Di sebuah desa terpencil di pinggir jalan hidup seorang gadis yang cantik dan periang. Dia tak mengenal kata putus asa. Setiap hari dia selalu membantu pekerjaan kakeknya. Gadis tersebut bernama Syifa Rahmawati. Yang akrab dipanggil syifa oleh masyarakat di desanya.

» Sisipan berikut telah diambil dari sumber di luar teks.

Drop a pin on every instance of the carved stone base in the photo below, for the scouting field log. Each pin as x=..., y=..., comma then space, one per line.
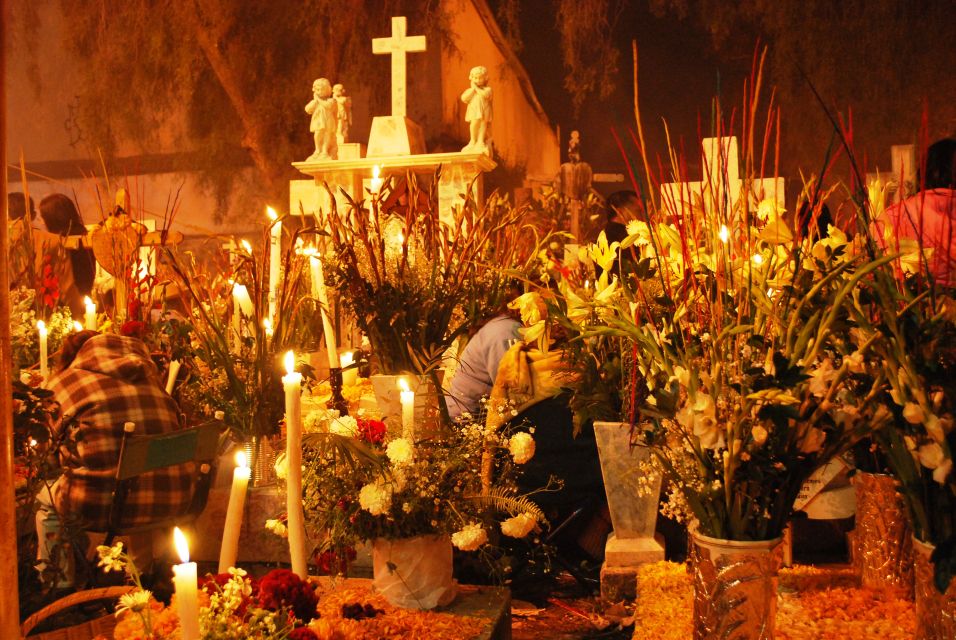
x=622, y=559
x=394, y=136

Syifa terlahir sebagai anak yang sehat dan ceria tapi berbeda dengan adiknya. Adiknya terlahir dengan penyakit otak yang membuatnya merasa sakit. Bahkan, setiap hari dia harus bergantung dengan obat-obatan yang begitu banyak jumlahnya. Hingga suatu hari dia masuk ruang UGD karena kedaanya yang semakin mengkhawatirkan. Sebagai seorang kakak syifa sangat terpukul mengetahui hal itu. Sedihnya, dia tak dapat menemani adiknya di rumah sakit karena jarak yang jauh.

Syifa hanya bisa diam dan termenung akan hal itu. Hanya doa kado satu-satunya yang bisa ia berikan pada adiknya. Dia berusaha tetap tersenyum, bahkan dia tak mau menceritakan hal itu kepada siapapun. Dia hanya bisa diam dan menyimpannya dalam hati. Tak dapat dipungkiri lagi jika setiap malam ia harus menghabiskan air matanya untuk seorang adik yang sedang terbaring lemah di ruang UGD.

Berbeda dengan syifa, Kedua orangtuanya lebih tegar menghadapi cobaan itu. Walaupun mereka tahu biaya yang mereka keluarkan itu sangatlah mahal. Tapi, mereka tak memikirkan hal itu. mereka rela memeras keringatnya demi anak-anaknya. Mereka tak pantang menyerah karena mereka yakin dibalik itu semua ada tuhan yang selalu ada untuknya. Mereka bukan hanya membiayai anaknya yang terbaring lemah di ruang UGD tapi juga membiayai anaknya yang pertama. Bahkan biaya anaknya itu pun juga dibilang sangat mahal.
Sebagai orangtua mereka rela melakukan apapun demi anaknya walau harus nyawa mereka pun taruhanya. Karena kasih sayang mereka tak dapat ternilai oleh apapun. Bagi mereka kedua ankanya adalah semangat hidup untuknya.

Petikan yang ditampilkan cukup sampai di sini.